Google DeepMind has released Genie 3, its latest general-purpose world model that can create interactive 3D environments from just a text prompt. “Given a text prompt, Genie 3 can generate dynamic worlds that you can navigate in real time at 24 frames per second, retaining consistency for a few minutes at a resolution of 720p,” reads the DeepMind blog.
A Step Closer to AGI
Powered by decade-old proprietary research in simulated environments, DeepMind has built AI world models that can simulate different real-world scenarios. These models can be used as stepping stones to AGI (Artificial General Intelligence).

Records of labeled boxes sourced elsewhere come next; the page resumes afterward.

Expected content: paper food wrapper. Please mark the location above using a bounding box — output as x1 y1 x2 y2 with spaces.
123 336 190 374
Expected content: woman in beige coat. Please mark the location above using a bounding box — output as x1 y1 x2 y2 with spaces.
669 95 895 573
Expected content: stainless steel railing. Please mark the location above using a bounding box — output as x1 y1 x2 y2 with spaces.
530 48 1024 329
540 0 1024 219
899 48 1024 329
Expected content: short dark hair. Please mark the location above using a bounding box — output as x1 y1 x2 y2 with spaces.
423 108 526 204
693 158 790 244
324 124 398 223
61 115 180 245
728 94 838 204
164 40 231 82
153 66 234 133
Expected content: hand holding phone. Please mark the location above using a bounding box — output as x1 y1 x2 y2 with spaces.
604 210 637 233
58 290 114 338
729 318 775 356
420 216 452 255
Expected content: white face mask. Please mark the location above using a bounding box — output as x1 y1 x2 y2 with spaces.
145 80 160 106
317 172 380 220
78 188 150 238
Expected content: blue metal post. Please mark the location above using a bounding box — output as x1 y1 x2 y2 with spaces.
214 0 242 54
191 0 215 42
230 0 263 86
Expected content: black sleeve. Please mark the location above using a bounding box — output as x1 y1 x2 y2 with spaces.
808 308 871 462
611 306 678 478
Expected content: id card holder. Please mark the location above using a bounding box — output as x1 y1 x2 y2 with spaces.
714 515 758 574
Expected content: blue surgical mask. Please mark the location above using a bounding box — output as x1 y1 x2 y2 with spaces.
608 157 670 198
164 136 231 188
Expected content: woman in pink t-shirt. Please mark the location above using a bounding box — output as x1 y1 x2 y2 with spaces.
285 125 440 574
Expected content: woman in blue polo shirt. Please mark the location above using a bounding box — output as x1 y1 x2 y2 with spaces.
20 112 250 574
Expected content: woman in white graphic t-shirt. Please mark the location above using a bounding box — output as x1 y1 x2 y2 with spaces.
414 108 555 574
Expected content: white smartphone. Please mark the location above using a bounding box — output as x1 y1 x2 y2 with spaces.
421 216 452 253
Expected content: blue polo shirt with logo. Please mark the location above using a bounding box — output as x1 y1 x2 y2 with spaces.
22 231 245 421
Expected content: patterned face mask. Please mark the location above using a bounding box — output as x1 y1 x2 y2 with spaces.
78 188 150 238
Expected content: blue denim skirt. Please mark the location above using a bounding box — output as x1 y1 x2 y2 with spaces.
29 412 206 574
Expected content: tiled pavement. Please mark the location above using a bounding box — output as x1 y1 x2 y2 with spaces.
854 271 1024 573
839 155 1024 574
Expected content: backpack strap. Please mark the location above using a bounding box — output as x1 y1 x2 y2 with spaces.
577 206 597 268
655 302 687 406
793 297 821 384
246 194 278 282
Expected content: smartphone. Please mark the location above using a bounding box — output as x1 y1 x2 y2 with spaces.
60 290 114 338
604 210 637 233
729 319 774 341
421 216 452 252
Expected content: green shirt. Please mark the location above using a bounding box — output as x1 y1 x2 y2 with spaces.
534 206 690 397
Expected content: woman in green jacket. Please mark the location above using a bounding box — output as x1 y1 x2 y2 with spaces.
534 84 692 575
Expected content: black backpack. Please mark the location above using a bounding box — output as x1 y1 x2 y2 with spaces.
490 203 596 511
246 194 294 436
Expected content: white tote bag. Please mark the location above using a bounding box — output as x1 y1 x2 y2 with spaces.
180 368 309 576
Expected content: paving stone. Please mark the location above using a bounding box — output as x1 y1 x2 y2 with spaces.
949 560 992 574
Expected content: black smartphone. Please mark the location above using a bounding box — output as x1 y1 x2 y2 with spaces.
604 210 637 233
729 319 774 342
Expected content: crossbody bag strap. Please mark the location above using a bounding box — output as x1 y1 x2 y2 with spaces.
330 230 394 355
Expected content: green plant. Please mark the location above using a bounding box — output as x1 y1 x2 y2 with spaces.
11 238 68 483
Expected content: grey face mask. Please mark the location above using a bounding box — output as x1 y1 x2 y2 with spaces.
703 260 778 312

Unlike Genie 1 and Genie 2, the latest version allows users to interact in real-time.
Applications of Genie 3: History, Animation & Natural World
- Physical World Phenomena: Users can experience real-world properties like water, lighting and other environmental scenarios.
- Natural World Simulation: From rich ecosystems to animal behviors and nuanced plant lives, the model can generate it all.
- Animation & Fiction: Lets users create highly imaginative environments with animated characters and expressive visuals.
- Transcending History & Geography: Users can explore locations and historical places.
Genie 3 Limitations
- Limited Direct Actions: Although many environmental changes can be prompted, the agent itself can only perform a narrow set of direct actions.
- Geographic Realism: Lacks the ability to recreate real-world locations with precise geographic fidelity.
- Text Rendering: Legible text is typically generated only when it’s explicitly included in the input world description.
- Multi-agent Interaction & Simulation: Accurately simulating interactions between multiple independent agents in shared spaces continues to be a challenging area of research.
- Short Interaction Span: The model currently supports only brief interactive sessions lasting a few minutes, rather than prolonged, hour-long engagements.
What’s Next
DeepMind considers Genie 3 “a significant moment for world models”, that will have a ripple effect on generative AI and AI research. The firm is currently exploring implications of the model while continuing to advance it for further applications in education, gaming, and training.